Выбрать главу

Comprenant que Rand était en état de choc, maître Luhhan posa sa hache à côté de Tam, puis il souleva l’arrière de la civière et exerça une légère poussée afin que le jeune homme emboîte le pas à Egwene. Alors qu’il marchait comme un somnambule, Rand se demanda comment maître Luhhan savait qu’il s’était agi de Trollocs. Mais il ne s’appesantit pas longtemps sur la question. Si Tam les avait reconnus, pourquoi le forgeron en aurait-il été incapable ?

— Les légendes et les récits sont réels…, murmura Rand.

— On dirait bien, mon garçon, approuva Luhhan. On dirait bien…

Concentré sur le rythme des pas d’Egwene, Rand entendit à peine ces quelques mots. Il trépignait intérieurement, agacé parce que la jeune fille n’avançait pas assez vite. En réalité, elle s’adaptait à la vitesse maximale que les deux porteurs pouvaient atteindre avec leur fardeau.

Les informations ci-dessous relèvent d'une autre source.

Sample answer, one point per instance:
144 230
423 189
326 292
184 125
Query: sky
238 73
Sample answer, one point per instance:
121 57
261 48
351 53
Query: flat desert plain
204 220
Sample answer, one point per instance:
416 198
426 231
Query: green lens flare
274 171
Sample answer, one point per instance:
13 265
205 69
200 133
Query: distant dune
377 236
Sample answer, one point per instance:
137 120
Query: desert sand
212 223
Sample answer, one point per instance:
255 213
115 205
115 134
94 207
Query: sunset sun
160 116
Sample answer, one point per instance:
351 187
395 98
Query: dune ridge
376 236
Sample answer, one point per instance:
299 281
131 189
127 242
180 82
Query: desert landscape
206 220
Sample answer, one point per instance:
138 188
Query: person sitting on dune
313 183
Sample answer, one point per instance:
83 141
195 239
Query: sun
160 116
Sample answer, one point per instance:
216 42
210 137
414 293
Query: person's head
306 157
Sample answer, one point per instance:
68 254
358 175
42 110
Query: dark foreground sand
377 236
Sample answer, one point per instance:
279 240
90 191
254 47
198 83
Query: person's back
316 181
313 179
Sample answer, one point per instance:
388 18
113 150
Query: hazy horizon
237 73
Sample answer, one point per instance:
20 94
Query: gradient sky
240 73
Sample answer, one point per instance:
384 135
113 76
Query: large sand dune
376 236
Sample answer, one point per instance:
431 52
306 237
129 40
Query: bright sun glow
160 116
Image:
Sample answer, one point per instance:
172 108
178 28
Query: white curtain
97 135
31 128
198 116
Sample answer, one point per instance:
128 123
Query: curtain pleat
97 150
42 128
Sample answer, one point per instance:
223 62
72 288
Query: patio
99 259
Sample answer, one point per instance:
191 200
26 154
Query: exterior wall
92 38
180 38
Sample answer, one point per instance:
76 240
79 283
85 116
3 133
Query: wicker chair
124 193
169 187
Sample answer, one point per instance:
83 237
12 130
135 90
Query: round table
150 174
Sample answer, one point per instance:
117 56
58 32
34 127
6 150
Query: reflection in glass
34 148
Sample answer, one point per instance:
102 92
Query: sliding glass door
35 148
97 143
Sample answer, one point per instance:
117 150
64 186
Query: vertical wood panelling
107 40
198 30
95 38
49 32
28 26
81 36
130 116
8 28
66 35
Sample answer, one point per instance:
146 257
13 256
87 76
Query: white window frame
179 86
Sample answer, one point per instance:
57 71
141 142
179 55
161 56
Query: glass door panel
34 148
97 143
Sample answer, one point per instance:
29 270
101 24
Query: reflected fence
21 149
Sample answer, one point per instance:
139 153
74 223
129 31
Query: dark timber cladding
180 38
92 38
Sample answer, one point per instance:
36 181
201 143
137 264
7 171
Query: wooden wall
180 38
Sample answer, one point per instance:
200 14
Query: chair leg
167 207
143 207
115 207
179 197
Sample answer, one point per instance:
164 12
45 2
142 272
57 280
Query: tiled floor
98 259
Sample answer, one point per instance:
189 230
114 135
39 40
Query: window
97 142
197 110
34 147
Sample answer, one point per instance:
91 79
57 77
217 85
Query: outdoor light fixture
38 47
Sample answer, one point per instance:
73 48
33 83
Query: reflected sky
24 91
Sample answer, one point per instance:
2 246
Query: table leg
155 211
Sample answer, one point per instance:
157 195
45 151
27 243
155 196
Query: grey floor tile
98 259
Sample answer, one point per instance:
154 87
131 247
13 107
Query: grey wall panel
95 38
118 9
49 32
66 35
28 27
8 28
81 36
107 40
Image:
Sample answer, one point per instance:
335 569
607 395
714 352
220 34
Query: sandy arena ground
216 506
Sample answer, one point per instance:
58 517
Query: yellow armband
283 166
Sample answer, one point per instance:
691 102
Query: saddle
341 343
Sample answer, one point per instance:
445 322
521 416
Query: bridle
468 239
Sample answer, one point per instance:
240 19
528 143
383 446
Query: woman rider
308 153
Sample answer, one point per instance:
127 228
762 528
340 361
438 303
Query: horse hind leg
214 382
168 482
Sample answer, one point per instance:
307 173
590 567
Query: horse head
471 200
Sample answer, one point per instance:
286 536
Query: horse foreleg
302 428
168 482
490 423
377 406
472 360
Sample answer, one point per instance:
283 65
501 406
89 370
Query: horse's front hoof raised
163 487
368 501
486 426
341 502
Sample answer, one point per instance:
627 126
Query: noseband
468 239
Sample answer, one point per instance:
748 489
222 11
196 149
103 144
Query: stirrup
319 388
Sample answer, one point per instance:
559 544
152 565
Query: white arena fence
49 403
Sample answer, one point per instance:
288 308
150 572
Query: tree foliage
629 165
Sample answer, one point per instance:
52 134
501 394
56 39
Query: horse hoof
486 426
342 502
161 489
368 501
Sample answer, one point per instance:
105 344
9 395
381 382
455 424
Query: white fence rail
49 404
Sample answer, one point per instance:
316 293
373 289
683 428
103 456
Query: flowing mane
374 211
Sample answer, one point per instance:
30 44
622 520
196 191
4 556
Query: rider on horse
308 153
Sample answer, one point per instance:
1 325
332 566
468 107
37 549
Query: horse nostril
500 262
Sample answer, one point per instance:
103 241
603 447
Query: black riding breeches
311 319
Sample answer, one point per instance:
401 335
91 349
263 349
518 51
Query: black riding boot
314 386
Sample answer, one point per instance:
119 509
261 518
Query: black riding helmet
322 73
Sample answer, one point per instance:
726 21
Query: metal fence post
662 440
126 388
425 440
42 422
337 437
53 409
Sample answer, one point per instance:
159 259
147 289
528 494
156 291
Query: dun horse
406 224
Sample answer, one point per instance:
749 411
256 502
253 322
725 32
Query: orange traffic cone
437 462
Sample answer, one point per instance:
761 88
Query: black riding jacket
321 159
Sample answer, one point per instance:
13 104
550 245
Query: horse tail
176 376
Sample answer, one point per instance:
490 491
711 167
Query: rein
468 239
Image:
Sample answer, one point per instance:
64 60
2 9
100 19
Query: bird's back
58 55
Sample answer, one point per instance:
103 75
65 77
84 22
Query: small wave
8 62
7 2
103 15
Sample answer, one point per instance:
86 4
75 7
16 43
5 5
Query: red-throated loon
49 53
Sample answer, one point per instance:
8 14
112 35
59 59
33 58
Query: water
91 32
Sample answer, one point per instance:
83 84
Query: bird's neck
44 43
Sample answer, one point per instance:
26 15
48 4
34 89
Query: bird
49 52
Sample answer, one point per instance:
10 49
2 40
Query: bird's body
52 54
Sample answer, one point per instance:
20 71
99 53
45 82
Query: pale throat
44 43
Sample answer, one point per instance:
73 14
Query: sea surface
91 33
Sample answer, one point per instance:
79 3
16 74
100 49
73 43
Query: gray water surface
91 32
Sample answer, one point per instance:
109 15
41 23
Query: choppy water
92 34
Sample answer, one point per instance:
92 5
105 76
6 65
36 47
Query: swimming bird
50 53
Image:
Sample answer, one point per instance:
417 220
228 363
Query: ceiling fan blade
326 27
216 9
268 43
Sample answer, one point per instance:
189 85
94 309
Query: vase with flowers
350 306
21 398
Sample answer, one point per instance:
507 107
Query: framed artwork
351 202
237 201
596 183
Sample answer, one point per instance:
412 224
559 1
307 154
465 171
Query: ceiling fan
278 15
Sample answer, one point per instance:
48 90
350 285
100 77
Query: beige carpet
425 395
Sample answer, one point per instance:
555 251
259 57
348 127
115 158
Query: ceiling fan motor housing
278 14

Au milieu de la place Verte, elle s’arrêta devant la maison des Calder, encore debout malgré les dégâts qu’avaient subis son toit et ses murs blanchis à la chaux devenus uniformément noirs. Des deux maisons qui flanquaient la demeure, il restait en tout et pour tout des cendres et quelques poutres carbonisées. L’une était la résidence de Berin Thane, un des frères du meunier. L’autre appartenait à Abell Cauthon, le père de Mat.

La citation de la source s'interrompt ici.